CONDUCTUS ENSEMBLE “LOS PRECEDENTES” EN EL TEATRO MUSEO UNIVERSIDAD DE NAVARRA

Los precedentes

Jueves, 4 de Abril de 2019. Teatro del Museo de la Universidad de Navarra. Christian Zenker (Evangelista), Felix Rathgeber (Jesús), Irene Fraile (Sirvienta del Sumo Sacerdote), Gabriel Díaz (Judas), Ariel Hernández (Pedro), Víctor Guillén (Caifás), Miguel Ángel Segarra (Centurión). Arias: Ione Martínez, soprano; Lucía Gómez, alto; Gabriel Díaz, contratenor; Ariel Hernández, tenor; Jesús García, barítono. Conductus Ensemble. Andoni Sierra, director. Reinhard Keiser: La Pasión según San Marcos, (1712). Concierto inscrito en la temporada Cartografías Sonoras 2019 organizado por el Museo de la Universidad de Navarra.

_____________________________________________

Incluso en los círculos relacionados con la música antigua, el nombre del compositor alemán Reinhard Keiser (1674-1739) es muy poco conocido. El firmante encontró el nombre por primera vez en un texto de El estilo y la idea de Arnold Schönberg. Allí, el creador del dodecafonismo, habitualmente un analista extraordinario, incluía a Keiser dentro de un “selecto” grupo de compositores, (junto con Telemann o los hijos de Bach), que según él, habría comenzado a romper con el legado y las mejores características del contrapunto barroco alemán. De hecho, esta descripción de Schönberg no hace justicia a un músico en su día muy celebrado, sobre todo gracias a una serie de óperas en alemán compuestas para los teatros de Hamburgo. El concierto que nos ocupa recuperaba La Pasión según San Marcos, una obra que seguramente compuso Keiser en torno a 1712 y que es conocida porque Bach la copió en 1717 para su uso personal.

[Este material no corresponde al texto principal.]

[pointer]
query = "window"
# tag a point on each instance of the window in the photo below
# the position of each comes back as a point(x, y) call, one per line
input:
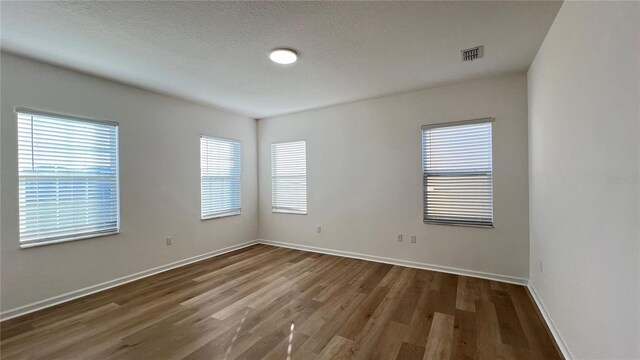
point(68, 178)
point(457, 173)
point(219, 177)
point(289, 177)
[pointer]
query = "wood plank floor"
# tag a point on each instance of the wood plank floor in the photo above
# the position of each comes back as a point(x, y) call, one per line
point(266, 302)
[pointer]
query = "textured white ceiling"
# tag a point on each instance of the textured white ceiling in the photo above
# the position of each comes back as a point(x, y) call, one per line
point(217, 52)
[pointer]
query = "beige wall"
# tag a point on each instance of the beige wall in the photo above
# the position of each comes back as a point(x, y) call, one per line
point(365, 183)
point(584, 140)
point(159, 180)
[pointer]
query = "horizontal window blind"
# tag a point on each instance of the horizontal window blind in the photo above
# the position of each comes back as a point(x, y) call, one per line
point(457, 173)
point(289, 177)
point(219, 177)
point(68, 178)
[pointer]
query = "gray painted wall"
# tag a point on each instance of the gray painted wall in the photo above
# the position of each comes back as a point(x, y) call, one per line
point(584, 131)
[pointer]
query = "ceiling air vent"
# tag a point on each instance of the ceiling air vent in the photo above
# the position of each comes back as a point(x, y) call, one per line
point(473, 53)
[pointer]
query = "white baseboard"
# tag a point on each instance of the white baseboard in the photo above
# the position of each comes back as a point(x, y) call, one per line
point(72, 295)
point(552, 327)
point(412, 264)
point(43, 304)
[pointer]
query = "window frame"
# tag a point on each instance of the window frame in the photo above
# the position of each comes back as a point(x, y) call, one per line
point(70, 238)
point(306, 194)
point(226, 214)
point(425, 220)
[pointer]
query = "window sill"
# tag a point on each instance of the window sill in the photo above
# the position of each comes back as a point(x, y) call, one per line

La obra contiene todos los elementos que asociamos con las pasiones de esta época, y que conocemos bien gracias a las dos referencias bachianas. En el caso de Keiser, los recitativos son proporcionalmente más extensos, con el hecho, que luego encontraremos en la Pasión según San Mateo de Bach, de que las intervenciones de Jesús se acompañan con una aureola de cuerdas, como indicando la divinidad de Cristo. Las arias son numerosas pero más bien breves, con importantes intervenciones para instrumentos obligados. Algunas tienen mucha sustancia, como las que siguen a las negaciones de Pedro y anteceden a la crucifixión, que hacen pensar en los equivalentes de la Pasión según San Mateo de Bach. Son muy pocos los corales que se presentan como tales; generalmente aparecen figurados, emergiendo a partir de acompañamientos al modo de comentarios organísticos. Quizá lo más sorprendente son las intervenciones de las turbas, más espléndidas que en las dos pasiones bachianas pero a la postre menos efectivas dramáticamente.

En cualquier caso, es una obra de considerable interés y que el Museo de la Universidad de Navarra ha ofrecido en una interpretación muy solvente, liderada vocalmente por el espléndido Evangelista de Christian Zenker, que haría idealmente las partes de las pasiones bachianas, igual que Felix Rathgeber responde claramente al prototipo de Jesús bachiano que tenemos en mente. En las arias, destacó Ione Martínez, con una voz particularmente fresca y ágil, siempre en consonancia con lo que pide la partitura en cada momento. Son nombres más señalados, en cualquier caso, dentro de un conjunto de voces muy digno y adecuado para la obra. El conjunto coral funcionó a pleno rendimiento, a un nivel ligeramente superior al de una orquesta a la que le faltó algo de empaste; eso sí, el continuo fue magnífico. Andoni Sierra dirigió con nervio e impulso teatral, respetando el peso de los silencios; sólo a los corales les faltó en ocasiones algo de solemnidad, pero eso es cuestión de gustos.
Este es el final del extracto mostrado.